Pengadilan Surambi yang dilaksanakan di Kraton Surakarta dan Yogyakarta, pada dasarnya hanya melanjutkan praktik pengadilan yang telah diterapkan di Mataram pada masa pemerintahan Sultan Agung (1613-1645). Pada masa itu perkara dibagi menjadi dua yaitu (1) Perkara yang menjadi urusan raja yang biasanya disebut sebagai pradata yang cakupannya meliputi perkara yang berhubungan dengan stabilitas negara seperti keamanan, ketertiban umum, penganiayaan, perampokan, pencurian dan lain-lain; dan (2) Perkara yang yang tidak menjadi urusan raja atau disebut padu yang mencakup perkara atau perselisihan yang terjadi diantara rakyat yang tidak bisa didamaikan oleh lingkungannya. Perkara pradata yang pada masa sebelumnya menggunakan Hinduisme sebagai sumber hukumnya, di era Sultan Agung mulai diubah dengan menggunakan hukum Islam. Pengadilan inilah yang menjadi cikal bakal Pengadilan Surambi. (Prof. Dr. Alaiddin Koto, Sejarah Peradilan …, p.200-201).

Kraton Yogyakarta. Sumber foto: atlasmutualheritage.nl
Kraton Yogyakarta. Sumber foto: atlasmutualheritage.nl

 

Menarik untuk dicermati di Kasunanan Surakarta pada masa pemerintahan Pakubuwono IV (1788-1820), pengadilan Surambi menjadi pengadilan tertinggi negara dan sekaligus menjadi pengadilan tingkat banding bagi pengadilan Pradata dan Balemangu. Di sini nampak bahwa Pengadilan Surambi benar-benar diposisikan cukup tinggi sebagai al-Mahkamah al-Kabirah. Hukuman qishas masih diberlakukan pada masa itu hingga tahun 1812. Akibat semakin menguatnya pengaruh dan tekanan politik dari Belanda yang mencengkeram Keraton, hukuman qishas tersebut ditiadakan. Bahkan pada masa selanjutnya, Pengadilan Surambi di Surakarta hanya digunakan untuk menangani masalah keluarga.
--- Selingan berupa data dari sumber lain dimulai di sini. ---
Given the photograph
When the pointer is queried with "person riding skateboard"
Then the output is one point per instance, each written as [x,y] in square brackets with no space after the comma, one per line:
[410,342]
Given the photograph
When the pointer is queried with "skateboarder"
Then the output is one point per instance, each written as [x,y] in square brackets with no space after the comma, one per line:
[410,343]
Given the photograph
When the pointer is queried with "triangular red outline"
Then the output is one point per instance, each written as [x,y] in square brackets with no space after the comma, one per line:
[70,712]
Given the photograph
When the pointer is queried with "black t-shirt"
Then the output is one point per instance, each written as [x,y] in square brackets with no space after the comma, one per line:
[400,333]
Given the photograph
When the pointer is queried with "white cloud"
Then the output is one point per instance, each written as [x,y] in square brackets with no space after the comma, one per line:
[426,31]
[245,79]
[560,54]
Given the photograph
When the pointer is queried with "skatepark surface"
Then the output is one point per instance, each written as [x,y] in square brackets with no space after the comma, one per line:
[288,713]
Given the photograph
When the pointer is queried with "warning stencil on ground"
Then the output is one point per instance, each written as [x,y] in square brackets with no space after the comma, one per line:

Pasca Perang Diponegoro, Pengadilan Surambi di Kasultanan Ngayogyakarta diberhentikan atas prakarsa penjajah Belanda dengan dikeluarkannya Resolusi No. 29 tertanggal 11 Juni 1831. Penghentian ini tidak dilakukan secara serta-merta tetapi bertahap. Sejak saat itu masalah pidana yang sebelumnya menjadi wewenang Pengadilan Surambi ditangani oleh Rechtsbank voor Criminele Zaken (Pengadilan Hukum Pidana). (Lihat: Ismadi K., Gegambaran Pengadilan …, p. 39). Sementara hukum Islam dikebiri hanya untuk menangani persoalan-persoalan seputar keluarga atau harta benda.

Berikutnya atas kebijakan Pemerintah Belanda diberlakukan Staatsblad Tahun 1882 No. 152. Peraturan ini membahas tentang pengadilan yang dinamakan “priesterraad” (pengadilan agama). Awalnya, dalam aturan ini kekuasaan pengadilan agama ini tidak diatur sama sekali. Oleh karena itu pengadilan agama menetapkan sendiri perkara-perkara yang menjadi wewenangnya yaitu diantaranya perkara pernikahan, perceraian, mahar, nafaqah, perwalian, warisan, dan waqaf.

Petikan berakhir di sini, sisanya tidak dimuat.